Data Format Description Language (DFDL) Processor Example
This module is a example how to process a binary using a DFDL definition. The DFDL definitions are stored in a Firestore database.
The application send a request with the binary to process to a pubsub topic.
The processor service subscribes to the topic, processes every message, applies the definition and publishes the json result to a topic in pubsub.
Google’s open-source solution to DFDL Processing
.
└── dfdl_example
├── examples # Contain a binary and dfdl definition to be used to run this example
└── src
└── main
└── java
└── com.example.dfdl
├── DfdlDef # Embedded entiites
├── DfdlDefRepository # A Firestore Reactive Repository
├── DfdlService # Processes the binary using a dfdl definition and output a json
├── FirestoreService # Reads dfdl definitons from a firestore database
├── MessageController # Publishes message to a topic with a binary to be processed.
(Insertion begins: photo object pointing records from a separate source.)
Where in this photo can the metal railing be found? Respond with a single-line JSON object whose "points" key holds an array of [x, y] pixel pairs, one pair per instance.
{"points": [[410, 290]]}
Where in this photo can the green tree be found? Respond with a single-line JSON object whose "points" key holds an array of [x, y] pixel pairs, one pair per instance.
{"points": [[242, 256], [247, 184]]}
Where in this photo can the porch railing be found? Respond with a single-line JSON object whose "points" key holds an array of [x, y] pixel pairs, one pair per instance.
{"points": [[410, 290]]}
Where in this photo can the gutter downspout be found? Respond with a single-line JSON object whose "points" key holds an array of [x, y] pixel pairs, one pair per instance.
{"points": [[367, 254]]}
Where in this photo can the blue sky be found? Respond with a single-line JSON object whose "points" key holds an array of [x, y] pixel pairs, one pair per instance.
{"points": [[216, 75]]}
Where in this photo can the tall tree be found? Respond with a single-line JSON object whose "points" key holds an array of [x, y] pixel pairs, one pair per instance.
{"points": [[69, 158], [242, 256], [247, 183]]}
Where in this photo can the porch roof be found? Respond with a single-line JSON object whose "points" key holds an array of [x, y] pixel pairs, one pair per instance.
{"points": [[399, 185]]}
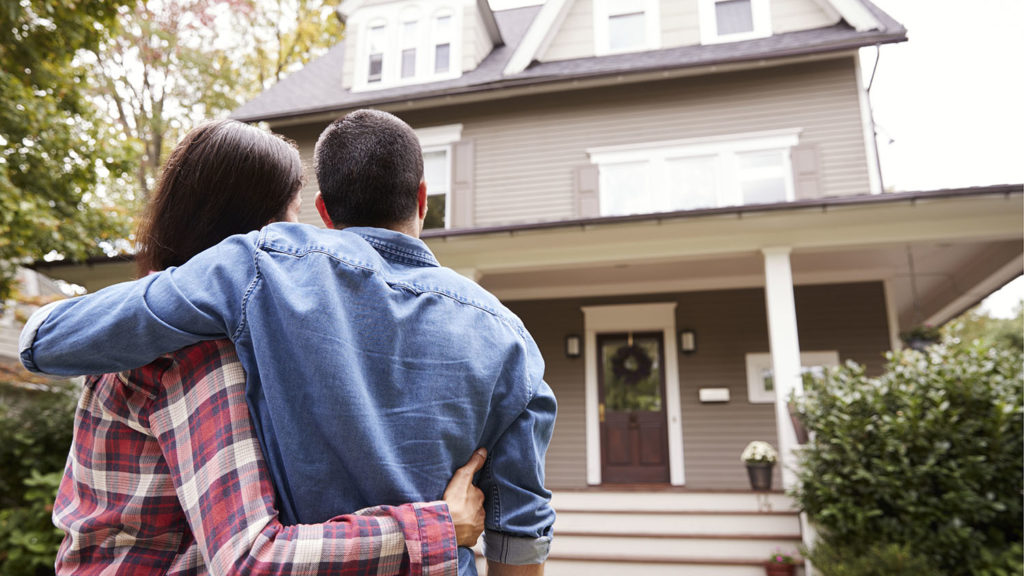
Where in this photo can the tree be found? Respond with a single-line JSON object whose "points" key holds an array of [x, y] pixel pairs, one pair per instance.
{"points": [[172, 65], [61, 169]]}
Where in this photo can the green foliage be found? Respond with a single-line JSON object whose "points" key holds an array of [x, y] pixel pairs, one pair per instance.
{"points": [[35, 436], [927, 456], [54, 150], [877, 560]]}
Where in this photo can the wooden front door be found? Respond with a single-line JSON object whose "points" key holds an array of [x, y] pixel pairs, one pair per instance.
{"points": [[634, 428]]}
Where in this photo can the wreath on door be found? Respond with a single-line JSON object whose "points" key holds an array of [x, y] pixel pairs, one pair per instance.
{"points": [[632, 364]]}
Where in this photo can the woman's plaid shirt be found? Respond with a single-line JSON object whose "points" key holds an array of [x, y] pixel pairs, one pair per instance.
{"points": [[166, 476]]}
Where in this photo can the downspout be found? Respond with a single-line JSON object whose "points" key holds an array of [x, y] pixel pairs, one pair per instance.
{"points": [[870, 114]]}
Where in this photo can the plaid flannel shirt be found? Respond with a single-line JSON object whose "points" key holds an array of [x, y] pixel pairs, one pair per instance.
{"points": [[165, 476]]}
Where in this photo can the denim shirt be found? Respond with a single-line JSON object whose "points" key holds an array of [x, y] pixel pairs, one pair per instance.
{"points": [[372, 372]]}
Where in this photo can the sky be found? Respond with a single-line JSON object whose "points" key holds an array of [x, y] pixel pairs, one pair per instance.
{"points": [[949, 103]]}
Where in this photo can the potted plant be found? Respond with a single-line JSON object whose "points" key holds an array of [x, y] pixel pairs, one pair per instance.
{"points": [[781, 564], [760, 458]]}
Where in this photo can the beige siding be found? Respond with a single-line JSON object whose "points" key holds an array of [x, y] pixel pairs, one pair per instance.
{"points": [[849, 319], [526, 149], [680, 24], [574, 39], [791, 15]]}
├── Processor # Allows cachaching abstraction in Spring for the DataProcessor.
├── ProcessorDataService # Helper class to enable cachaching abstraction in Spring
├── ProcessorService # Initializes components, configurations and services.
├── PubSubServer # Publishes and subscribes to topics using channels adapters.
└── README.md
└── resources
└── application.properties
└── pom.xml
- Cloud Firestore
- Cloud Pubsub
- Redis/Memorystore
If you haven't already created a project, create one now. Projects enable you to manage all Google Cloud Platform resources for your app, including deployment, access control, billing, and services.
- Open the Cloud Platform Console.
- In the drop-down menu at the top, select Create a project.
- Give your project a name.
- Make a note of the project ID, which might be different from the project name. The project ID is used in commands and in configurations.
If you haven't already enabled billing for your project, enable billing now. Enabling billing allows is required to use Cloud Bigtable and to create VM instances.
If you haven't already installed the Google Cloud SDK, install the Google Cloud SDK now. The SDK contains tools and libraries that enable you to create and manage resources on Google Cloud Platform.
Set your Google Application Default Credentials by initializing the Google Cloud SDK with the command:
gcloud init
Generate a credentials file by running the application-default login command:
gcloud auth application-default login
How to create a Firestore database instance can be found here
The following doc, Managing firestore using the console, can be used to add data to firestore to run the example.
This example connects to a Cloud Firestore with a collection with the following specification. The configuration can be changed by changing the application.properties file.
Root collection
dfdl-schemas =>
document_id
binary_example
field_name
definiton
field_type
string
field_value:
<?xml version="1.0" encoding="UTF-8"?>
<xs:schema xmlns:xs="http://www.w3.org/2001/XMLSchema"
targetNamespace="http://com.example.com/dfdl/"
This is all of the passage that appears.